As with the earlier bid, interested parties were required to participate in a pre-submittal conference. That conference, according to the advertisements, was held on December 4, making the last two advertisements in the Enterprise meaningless, at least in terms of soliciting proposals.

My efforts to get the BOC to pass the Georgia Water Coalition resolution have produced nothing. The issue is the interbasin transfer prohibition, Chairman Melvin Davis has confirmed.

The County has a permit for an interbasin transfer for the Hard Labor Creek reservoir project. Water will be pumped out of the Oconee River basin and discharged, at least partially, into the Ocmulgee River basin. In addition, Oconee County sold water to Walton County for many years, and that water came out of the Oconee River basin. Walton County straddles the Oconee and Ocmulgee basins.

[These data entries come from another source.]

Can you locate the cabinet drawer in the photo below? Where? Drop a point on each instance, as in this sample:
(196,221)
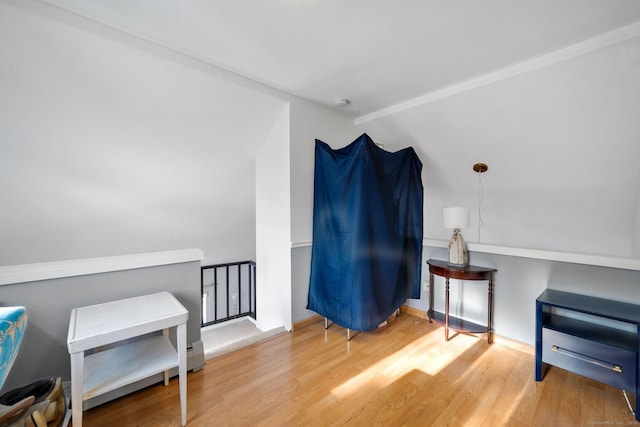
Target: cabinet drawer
(607,364)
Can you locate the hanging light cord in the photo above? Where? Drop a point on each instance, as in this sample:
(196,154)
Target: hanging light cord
(480,200)
(628,403)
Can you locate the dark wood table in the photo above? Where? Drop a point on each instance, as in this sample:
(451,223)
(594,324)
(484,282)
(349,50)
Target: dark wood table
(468,272)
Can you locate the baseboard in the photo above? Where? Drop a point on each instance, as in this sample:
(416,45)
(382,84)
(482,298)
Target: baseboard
(307,322)
(498,339)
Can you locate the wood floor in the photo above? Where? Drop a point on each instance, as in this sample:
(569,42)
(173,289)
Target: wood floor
(402,374)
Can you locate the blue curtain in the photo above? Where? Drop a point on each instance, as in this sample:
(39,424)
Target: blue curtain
(367,232)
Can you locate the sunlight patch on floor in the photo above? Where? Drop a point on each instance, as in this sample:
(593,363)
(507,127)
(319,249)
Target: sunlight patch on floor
(414,356)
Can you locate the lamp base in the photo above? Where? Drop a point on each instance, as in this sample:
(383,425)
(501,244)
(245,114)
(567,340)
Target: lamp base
(458,256)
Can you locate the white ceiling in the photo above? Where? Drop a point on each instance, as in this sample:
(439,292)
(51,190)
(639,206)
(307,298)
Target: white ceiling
(376,53)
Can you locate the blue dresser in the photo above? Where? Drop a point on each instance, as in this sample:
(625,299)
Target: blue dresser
(593,337)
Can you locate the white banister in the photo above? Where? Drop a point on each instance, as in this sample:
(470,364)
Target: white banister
(12,274)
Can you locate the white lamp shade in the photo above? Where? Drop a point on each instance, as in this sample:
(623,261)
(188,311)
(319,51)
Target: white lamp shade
(456,217)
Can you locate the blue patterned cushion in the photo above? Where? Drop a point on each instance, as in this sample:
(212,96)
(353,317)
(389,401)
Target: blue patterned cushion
(13,322)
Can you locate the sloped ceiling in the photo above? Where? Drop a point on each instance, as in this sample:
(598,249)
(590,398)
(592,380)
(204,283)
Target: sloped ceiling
(376,53)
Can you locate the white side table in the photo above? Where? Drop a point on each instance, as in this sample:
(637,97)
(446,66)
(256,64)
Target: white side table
(101,324)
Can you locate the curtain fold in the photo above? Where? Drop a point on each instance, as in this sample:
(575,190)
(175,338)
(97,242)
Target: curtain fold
(367,232)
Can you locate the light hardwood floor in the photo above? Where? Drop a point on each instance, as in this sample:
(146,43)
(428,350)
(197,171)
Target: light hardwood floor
(402,374)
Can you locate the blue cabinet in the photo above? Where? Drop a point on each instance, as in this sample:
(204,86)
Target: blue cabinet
(593,337)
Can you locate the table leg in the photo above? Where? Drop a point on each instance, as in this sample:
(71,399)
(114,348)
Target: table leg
(430,311)
(165,332)
(182,369)
(490,312)
(446,310)
(77,387)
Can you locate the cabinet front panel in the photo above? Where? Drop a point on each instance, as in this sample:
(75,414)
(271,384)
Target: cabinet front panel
(601,362)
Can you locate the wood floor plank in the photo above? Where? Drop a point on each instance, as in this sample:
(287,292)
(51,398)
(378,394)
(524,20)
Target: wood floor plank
(402,374)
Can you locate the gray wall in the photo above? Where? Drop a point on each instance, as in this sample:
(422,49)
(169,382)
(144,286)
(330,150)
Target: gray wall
(518,283)
(49,303)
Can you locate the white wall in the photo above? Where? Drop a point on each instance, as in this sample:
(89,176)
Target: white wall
(106,149)
(273,224)
(561,143)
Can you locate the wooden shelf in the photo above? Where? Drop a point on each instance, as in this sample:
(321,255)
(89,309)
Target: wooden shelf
(459,325)
(117,367)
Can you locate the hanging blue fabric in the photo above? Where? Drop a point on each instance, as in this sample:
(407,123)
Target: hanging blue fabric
(367,233)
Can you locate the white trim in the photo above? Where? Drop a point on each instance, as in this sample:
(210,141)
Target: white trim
(626,263)
(11,274)
(582,48)
(295,245)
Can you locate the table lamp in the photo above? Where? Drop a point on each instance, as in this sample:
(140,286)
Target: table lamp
(456,218)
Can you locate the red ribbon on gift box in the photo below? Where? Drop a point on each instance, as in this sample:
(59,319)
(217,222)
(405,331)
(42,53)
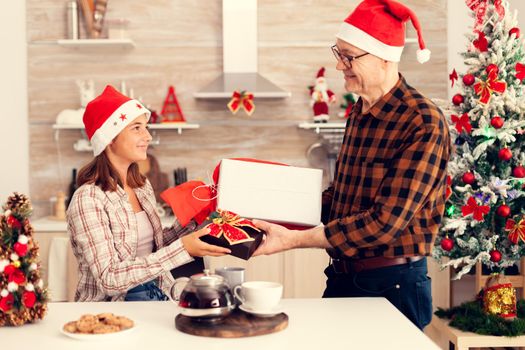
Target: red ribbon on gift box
(241,99)
(230,225)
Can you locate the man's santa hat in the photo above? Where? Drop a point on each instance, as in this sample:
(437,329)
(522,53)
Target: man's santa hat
(107,115)
(378,27)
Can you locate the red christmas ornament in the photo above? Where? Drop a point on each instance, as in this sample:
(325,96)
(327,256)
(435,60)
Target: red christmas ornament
(20,249)
(505,154)
(518,171)
(492,67)
(9,269)
(468,79)
(496,122)
(468,178)
(503,210)
(447,244)
(13,222)
(458,99)
(17,276)
(6,303)
(28,299)
(495,255)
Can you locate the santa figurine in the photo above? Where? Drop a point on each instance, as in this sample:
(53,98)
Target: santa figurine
(321,97)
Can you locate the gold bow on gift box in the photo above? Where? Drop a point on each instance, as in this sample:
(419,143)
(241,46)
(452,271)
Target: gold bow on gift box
(242,99)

If the County would discuss the Water Coalition resolution, its stand on future interbasin transfers might become known. Even if the County does not pass that part of the resolution dealing with interbasin transfers, it could pass the other part, dealing with funding for the study of water issues.

My blog posting of 11/23/2007 explains the resolution.

By the way, if you missed the lead story in today’s Athens Banner-Herald about a broken promise to citizens in Clarke and Olgethorpe Counties about a landfill, you might want to take a look. It tells how important it is for citizens to watch what government officials do, and how hard it is to control those actions.

If you can attend the meeting tomorrow night, please do so. It always helps to have a crowd.